İslâm ve bilim

 

Bilimin, tanım ve anlayış olarak, modern dönemlerde, modernizm öncesi(klasik) dönemlerde olduğundan farklı algılandığı ve anlaşıldığı bilinir. Bilim’e dilimizde son elli yıl öncesine kadar ilim dendiği de. Her iki terim de ‘bilmek’ kökünden türemiş olduğu için kelime olarak farklı sayılmazlar. ‘Bilim’ kelimesinin, kavram olarak ‘science’ kelimesinin karşılığı olması bakımından türetildiğini sanmıyorum. Öz Türkçe akımı döneminde, ilim(ilm) Arapça kökenli olduğu için türetildiğini sanıyorum. Osmanlı dönemi Türkiyesi’nde ve Cumhuriyet’in yaklaşık ilk otuz yılında ilim ve onun çoğulu ulûm ile fen ve çoğulu fünûn kelimelerinin kullanıldığı biliniyor.

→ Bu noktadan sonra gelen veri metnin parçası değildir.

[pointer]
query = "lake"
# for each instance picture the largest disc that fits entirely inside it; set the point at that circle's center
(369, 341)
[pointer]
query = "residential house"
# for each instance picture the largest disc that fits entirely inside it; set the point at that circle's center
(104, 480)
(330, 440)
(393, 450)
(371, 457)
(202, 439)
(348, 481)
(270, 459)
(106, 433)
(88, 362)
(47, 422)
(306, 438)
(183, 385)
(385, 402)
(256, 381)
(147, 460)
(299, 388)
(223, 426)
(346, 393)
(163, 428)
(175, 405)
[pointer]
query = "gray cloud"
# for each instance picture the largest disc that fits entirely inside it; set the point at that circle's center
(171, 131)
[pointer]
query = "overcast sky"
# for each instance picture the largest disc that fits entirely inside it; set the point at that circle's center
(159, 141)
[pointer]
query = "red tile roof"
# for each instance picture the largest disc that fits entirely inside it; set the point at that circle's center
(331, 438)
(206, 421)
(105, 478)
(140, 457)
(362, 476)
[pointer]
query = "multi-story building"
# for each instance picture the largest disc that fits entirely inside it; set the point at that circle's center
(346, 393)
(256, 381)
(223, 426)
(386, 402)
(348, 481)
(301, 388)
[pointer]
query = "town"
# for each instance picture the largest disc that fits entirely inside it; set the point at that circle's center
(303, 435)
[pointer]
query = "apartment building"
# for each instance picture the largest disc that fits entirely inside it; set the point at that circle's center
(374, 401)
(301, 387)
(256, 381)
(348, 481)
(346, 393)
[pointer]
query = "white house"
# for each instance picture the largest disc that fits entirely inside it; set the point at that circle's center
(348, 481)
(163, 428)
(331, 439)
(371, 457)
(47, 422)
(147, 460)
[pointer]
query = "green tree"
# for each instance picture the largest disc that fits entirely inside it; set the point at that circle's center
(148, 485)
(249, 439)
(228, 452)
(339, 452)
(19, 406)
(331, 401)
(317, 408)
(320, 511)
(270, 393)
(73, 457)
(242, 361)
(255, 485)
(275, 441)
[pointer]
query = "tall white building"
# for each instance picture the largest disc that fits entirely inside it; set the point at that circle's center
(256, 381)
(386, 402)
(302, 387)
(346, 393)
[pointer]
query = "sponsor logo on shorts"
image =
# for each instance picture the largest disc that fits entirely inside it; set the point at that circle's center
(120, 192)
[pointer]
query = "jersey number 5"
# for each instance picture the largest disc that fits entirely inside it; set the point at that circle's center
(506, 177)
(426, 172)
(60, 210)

Her ikisi de bilim(science) karşılığı ama ilki daha çok sosyal, dinî, hukukî, idarî bilimler, ikincisi bugün de kullanılmakta olan fen bilimleri çağrışımı yapıyor. Bilim günümüzde din’le uyum hâlinde mi, çatışır durumda mı? Bu soru önemli. Üllkemizde çağdaş İslâm ve İslâmcılık düşüncesi, din ve modernleşme gibi konularda ilk akla gelen isim olan İsmail Kara’nın bir seminerini izledim iki gün önce Zeytinburnu Kültür Sanat Merkezi’nde. Bu seminerinde konuştuğu konu din ve bilim meselesiydi. İşte önemli dediğim soru üzerinde durdu bu değerli akademisyen konuşması boyunca. Dinleyenlere de soru yönelterek. Bu yazıyı kaleme almama yol açan da o konuşma oldu.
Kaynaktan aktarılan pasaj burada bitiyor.